Superdeterminism part 1

Last year, Sabine Hossenfelder and Tim Palmer published “Rethinking Superdeterminism” (Frontiers in Physics, 8, 139), a startling defence of determinism in quantum physics.  Hossenfelder, who is a physicist with the Frankfurt Institute of Advanced Studies, is well known as a critic of the current direction of physics research. (You can go to her blog, YouTube channel or very readable recent book “Lost in Math” for more, but the book title gives you the general idea.) Palmer is a physics professor at Oxford, a Fellow of the Royal Society and a Dirac Medal winner for climate modelling. If you’re looking for a critique of the conventional wisdom in physics—one that isn’t based on amateur incomprehension or silly mistakes—there aren’t many better people to go to.

Famously (or notoriously) quantum mechanics seems to show that microphysical events are genuinely random.1 Physics can’t predict for certain where particles will go, for example; it can only give you odds. To find out where a particle has actually gone, you have to look.2 This randomness famously offended Einstein, who insisted that “God does not play dice with the Universe”.3

But the great theoretician was defeated by experiment. Starting in 1969, physicists have observed violations of a formula known as Bell’s inequality, which can only happen if determinism is false (or something even weirder is true). Since then the consensus of physicists has been that sometimes, at the fundamental level, shit just happens.

So how do H&P deal with Bell’s inequality? Violations of the inequality only disprove determinism if some—very plausible!—assumptions about the experimental setup are true. Over the years physicists have tried to test those assumptions, and have gone a long way to confirming them. But the theoretical possibility of a loophole remains. 
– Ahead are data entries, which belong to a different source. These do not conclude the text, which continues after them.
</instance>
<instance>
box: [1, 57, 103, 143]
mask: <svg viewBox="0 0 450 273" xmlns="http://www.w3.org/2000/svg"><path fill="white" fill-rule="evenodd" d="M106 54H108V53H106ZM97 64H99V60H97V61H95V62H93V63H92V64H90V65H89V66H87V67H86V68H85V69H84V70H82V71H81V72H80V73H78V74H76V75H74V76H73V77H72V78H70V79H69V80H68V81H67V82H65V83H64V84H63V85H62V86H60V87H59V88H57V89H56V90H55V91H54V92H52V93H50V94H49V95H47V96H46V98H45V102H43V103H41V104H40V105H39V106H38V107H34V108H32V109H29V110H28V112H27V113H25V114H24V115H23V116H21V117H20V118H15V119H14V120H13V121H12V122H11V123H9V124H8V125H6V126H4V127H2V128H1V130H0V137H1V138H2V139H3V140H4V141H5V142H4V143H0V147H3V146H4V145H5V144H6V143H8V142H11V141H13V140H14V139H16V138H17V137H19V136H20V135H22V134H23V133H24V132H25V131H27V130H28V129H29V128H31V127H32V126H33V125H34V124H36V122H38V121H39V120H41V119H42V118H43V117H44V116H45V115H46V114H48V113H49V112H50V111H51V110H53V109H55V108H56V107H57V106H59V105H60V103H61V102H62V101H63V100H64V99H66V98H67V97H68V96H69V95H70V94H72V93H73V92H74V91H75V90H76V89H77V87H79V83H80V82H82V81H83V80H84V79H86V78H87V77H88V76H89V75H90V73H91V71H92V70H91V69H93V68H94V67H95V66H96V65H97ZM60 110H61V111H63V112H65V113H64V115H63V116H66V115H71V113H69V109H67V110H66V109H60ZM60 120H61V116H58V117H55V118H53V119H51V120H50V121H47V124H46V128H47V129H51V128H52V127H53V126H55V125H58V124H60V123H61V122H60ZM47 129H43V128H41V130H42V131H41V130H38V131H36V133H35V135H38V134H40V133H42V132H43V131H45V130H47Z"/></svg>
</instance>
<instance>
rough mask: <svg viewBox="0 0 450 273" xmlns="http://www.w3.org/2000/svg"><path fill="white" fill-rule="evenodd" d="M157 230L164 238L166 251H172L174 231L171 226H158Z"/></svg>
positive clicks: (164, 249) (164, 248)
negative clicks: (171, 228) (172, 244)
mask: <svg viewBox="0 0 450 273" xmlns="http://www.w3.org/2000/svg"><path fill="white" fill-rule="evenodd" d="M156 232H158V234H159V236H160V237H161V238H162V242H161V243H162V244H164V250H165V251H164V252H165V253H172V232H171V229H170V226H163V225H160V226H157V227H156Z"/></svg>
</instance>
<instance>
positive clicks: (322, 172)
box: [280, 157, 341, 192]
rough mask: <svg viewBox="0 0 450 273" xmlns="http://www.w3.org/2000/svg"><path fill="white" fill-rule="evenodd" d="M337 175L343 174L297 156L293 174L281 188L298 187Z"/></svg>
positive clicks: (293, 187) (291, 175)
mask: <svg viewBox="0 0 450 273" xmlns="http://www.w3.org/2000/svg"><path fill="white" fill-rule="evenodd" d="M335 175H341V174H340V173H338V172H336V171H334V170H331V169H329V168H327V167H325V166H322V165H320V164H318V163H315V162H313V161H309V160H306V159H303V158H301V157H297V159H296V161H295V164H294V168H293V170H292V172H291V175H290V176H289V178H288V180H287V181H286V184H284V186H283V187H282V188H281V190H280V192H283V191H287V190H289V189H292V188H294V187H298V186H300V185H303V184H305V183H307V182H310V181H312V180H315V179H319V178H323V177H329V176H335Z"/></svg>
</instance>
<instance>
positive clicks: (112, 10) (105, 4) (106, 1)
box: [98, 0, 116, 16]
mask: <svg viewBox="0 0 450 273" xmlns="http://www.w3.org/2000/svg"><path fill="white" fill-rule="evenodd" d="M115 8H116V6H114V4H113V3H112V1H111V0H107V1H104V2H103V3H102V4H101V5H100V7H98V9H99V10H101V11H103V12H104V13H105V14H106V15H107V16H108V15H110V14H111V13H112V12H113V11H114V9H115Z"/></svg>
In particular, the inequality could be violated deterministically if the properties of fundamental particles were correlated with physicists’ decisions about how to set up their experiments to observe those particles. In other words, when physicists set up devices to measure particular properties, they happen to encounter particles whose properties violate the inequality. If they had measured different features of those particles, the inequality wouldn’t have been violated; but if they’d chosen different measurements, they’d have encountered different particles.

Its easy to understand why this loophole hasnt been very popular: for want of a better word, its bizarre. Obviously particles don’t care what measurements physicists have chosen to make; the idea of them sorting themselves into different locations so that only an appropriate subset encounters the experimental apparatus is absurd. And the physicists don’t know what the particle’s properties are until after they’ve set up and run the experiment, so they can’t be making their measurement decisions based on the particles’ properties.  Which suggests that… something… is determining physicists’ decisions for them. Even worse, experiments have shown that whatever that something might be, it must have operated billions of years in the past.
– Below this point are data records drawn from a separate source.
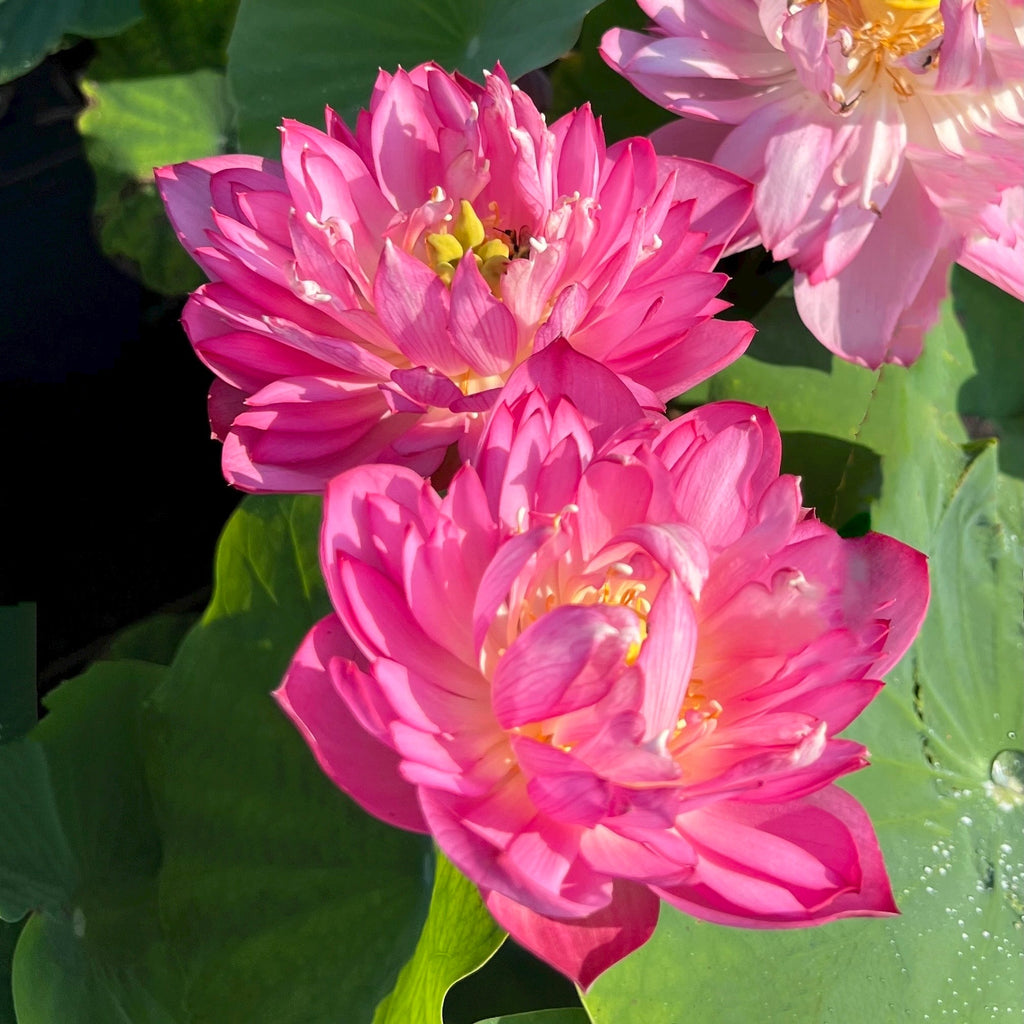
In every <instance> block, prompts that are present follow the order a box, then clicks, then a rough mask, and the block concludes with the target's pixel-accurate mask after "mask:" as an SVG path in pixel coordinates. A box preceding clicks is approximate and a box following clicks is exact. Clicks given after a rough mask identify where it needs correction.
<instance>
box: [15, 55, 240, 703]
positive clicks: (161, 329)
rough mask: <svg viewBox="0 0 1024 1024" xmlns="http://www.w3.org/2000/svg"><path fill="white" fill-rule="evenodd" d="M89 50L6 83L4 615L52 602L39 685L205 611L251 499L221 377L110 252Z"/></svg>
mask: <svg viewBox="0 0 1024 1024" xmlns="http://www.w3.org/2000/svg"><path fill="white" fill-rule="evenodd" d="M91 54H92V47H91V44H89V43H83V44H81V45H79V46H77V47H75V48H73V49H71V50H66V51H62V52H61V53H59V54H56V55H54V56H52V57H50V58H48V59H47V60H46V61H45V62H44V63H43V65H42V66H40V67H39V68H37V69H35V70H34V71H33V72H31V73H30V74H28V75H26V76H25V77H24V78H22V79H18V80H17V81H15V82H11V83H8V84H7V85H4V86H0V240H2V242H3V257H2V258H0V431H2V432H0V443H2V445H3V456H4V457H3V463H2V464H3V466H4V469H5V470H6V471H5V472H3V474H2V476H0V523H2V526H3V547H4V557H3V559H2V562H0V604H2V605H7V604H14V603H17V602H19V601H32V602H35V603H36V605H37V665H38V675H39V681H40V689H41V690H42V691H46V690H49V689H51V688H52V687H53V686H54V685H56V683H58V682H59V681H60V680H61V679H63V678H67V677H69V676H72V675H75V674H76V673H78V672H79V671H81V670H82V669H83V668H84V667H85V665H86V664H88V662H89V660H91V659H93V658H94V657H95V656H97V655H98V654H99V653H101V652H102V649H103V647H104V646H105V643H106V641H108V639H109V638H110V637H111V636H112V635H113V634H115V633H117V632H118V631H119V630H120V629H122V628H124V627H125V626H127V625H129V624H130V623H133V622H135V621H137V620H139V618H142V617H144V616H146V615H148V614H152V613H154V612H156V611H158V610H174V611H189V610H195V611H197V612H198V611H201V610H202V608H203V606H204V605H205V603H206V600H207V597H208V594H209V586H210V581H211V579H212V558H213V550H214V545H215V542H216V538H217V536H218V534H219V531H220V529H221V527H222V525H223V523H224V521H225V519H226V518H227V516H228V514H229V512H230V510H231V509H232V508H233V507H234V505H236V504H237V503H238V500H239V498H240V496H239V495H238V494H237V493H236V492H233V490H231V489H230V488H229V487H228V486H227V485H226V484H225V483H224V481H223V477H222V476H221V474H220V468H219V445H218V444H217V443H216V442H215V441H212V440H211V439H210V431H209V426H208V422H207V419H206V410H205V406H206V392H207V389H208V387H209V383H210V374H209V373H208V371H207V370H206V369H205V368H204V367H203V366H202V365H201V364H200V362H199V360H198V359H197V358H196V357H195V355H193V352H191V348H190V346H189V344H188V341H187V339H186V338H185V336H184V333H183V332H182V330H181V327H180V325H179V323H178V317H179V315H180V311H181V305H182V302H183V299H171V300H169V299H167V298H165V297H163V296H159V295H156V294H154V293H152V292H148V291H146V290H145V289H144V288H142V286H141V285H140V284H138V283H137V282H136V281H135V280H134V279H133V278H132V276H131V275H130V274H129V273H128V272H126V268H121V267H117V266H115V265H114V264H113V263H111V262H110V261H109V260H108V259H106V258H105V257H104V256H103V255H102V253H101V252H100V250H99V248H98V244H97V242H96V236H95V231H94V229H93V226H92V203H93V191H94V187H93V179H92V172H91V170H90V168H89V165H88V163H87V162H86V160H85V156H84V151H83V146H82V141H81V138H80V137H79V135H78V132H77V131H76V126H75V118H76V117H77V115H78V113H79V111H80V110H81V108H82V97H81V94H80V93H79V91H78V88H77V85H76V79H77V76H78V73H79V72H80V70H81V69H82V68H83V67H84V66H85V65H86V63H87V62H88V60H89V58H90V56H91Z"/></svg>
Nonetheless, thats how Hossenfelder and Palmer think determinism is preserved. After that setup, it might be surprising that I think they do an excellent job. Indeed, they’ve convinced me!  Not that superdeterminism is true; the actual physics of superdeterminism is in its early stages. But that it’s a perfectly reasonable approach, and, in fact, less implausible than the alternatives.  Moreover, it seems to me that their approach might shed light on some long-standing philosophical puzzles. 

So: astrology on steroids and why I’m now a one-boxer. [To be continued…]
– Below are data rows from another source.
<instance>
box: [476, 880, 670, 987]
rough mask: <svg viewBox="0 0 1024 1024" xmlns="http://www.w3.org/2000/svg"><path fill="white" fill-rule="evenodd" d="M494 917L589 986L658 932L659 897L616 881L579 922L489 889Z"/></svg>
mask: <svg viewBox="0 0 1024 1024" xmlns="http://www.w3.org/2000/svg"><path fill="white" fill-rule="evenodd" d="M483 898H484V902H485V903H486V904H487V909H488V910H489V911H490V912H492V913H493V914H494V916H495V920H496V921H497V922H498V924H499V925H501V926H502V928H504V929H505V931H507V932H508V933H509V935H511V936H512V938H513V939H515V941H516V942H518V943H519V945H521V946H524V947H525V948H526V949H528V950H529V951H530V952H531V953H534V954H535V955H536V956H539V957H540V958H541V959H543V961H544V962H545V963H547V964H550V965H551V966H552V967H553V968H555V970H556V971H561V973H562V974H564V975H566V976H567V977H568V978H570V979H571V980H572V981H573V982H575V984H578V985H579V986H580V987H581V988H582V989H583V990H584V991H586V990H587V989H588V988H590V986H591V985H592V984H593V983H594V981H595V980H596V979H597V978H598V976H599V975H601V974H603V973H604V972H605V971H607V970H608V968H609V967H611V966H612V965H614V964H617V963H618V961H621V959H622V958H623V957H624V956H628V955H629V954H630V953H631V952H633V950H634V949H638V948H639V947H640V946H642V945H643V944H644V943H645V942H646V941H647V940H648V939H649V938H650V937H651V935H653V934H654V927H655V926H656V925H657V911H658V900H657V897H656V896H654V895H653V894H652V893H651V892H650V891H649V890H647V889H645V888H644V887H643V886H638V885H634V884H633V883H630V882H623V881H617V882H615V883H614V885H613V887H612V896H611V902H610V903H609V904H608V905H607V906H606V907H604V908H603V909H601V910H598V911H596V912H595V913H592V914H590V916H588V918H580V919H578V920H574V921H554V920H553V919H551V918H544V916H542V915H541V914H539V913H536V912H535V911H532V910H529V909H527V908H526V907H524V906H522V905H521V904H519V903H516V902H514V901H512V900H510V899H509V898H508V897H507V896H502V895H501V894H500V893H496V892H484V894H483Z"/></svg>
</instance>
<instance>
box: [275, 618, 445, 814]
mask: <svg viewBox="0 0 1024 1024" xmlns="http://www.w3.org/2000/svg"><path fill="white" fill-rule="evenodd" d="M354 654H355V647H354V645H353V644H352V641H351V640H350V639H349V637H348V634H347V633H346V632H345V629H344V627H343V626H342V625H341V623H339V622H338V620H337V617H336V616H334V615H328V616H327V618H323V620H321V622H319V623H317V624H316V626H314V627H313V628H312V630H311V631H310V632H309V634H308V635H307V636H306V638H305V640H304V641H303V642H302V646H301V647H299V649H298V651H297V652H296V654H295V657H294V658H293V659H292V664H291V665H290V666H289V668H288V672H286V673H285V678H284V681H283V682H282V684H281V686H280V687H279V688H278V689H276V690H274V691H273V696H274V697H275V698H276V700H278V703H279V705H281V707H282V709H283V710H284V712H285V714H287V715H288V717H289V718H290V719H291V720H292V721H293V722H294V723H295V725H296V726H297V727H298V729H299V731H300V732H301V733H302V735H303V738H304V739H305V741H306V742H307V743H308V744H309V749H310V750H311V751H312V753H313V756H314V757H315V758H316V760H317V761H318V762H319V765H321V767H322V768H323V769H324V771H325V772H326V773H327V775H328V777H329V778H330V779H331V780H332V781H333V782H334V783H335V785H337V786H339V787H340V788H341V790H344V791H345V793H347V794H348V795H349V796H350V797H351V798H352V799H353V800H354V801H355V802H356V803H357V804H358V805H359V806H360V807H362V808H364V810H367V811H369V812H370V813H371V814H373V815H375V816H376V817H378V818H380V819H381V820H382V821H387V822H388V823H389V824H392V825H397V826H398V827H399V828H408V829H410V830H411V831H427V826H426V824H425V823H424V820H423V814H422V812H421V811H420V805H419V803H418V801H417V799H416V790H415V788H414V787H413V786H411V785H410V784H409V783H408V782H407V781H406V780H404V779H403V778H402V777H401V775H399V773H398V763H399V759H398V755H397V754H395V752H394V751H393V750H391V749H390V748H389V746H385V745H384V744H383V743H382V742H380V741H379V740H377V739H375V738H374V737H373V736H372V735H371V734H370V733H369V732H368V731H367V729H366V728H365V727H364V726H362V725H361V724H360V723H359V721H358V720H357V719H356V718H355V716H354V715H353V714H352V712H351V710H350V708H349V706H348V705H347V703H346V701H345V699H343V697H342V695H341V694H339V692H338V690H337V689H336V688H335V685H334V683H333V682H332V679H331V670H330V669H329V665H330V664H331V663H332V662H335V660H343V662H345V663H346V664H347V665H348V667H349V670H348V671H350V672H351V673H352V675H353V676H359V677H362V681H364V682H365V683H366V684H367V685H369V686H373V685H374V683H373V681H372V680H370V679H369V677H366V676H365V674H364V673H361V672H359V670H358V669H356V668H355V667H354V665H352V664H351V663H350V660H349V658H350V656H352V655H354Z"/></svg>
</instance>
[1] There are deterministic approaches to fundamental physics besides superdeterminism, but these are weird in other ways. One is the “many worlds” interpretation of QM, where every possible outcome occurs, but in different universes; which seems like an expensive way to avoid probability. A less fantastical approach is whats called pilot-wave mechanics; but like the conventional view this is ”non-local”, which means that events in one place can have effects in distant places instantaneously, breaking the light-speed limit imposed by Relativity. Superdeterminism tries to rescue both determinism and locality.

[2] Of course in everyday life the number of particles involved in events is so huge that the averages rule; ordinary objects behave in predictable ways.

[3]  For the benefit of any Einstein-theism-truthers, his actual words were ‘The theory [QM] produces a good deal but hardly brings us closer to the secret of the Old One. I am at all events convinced that He does not play dice.’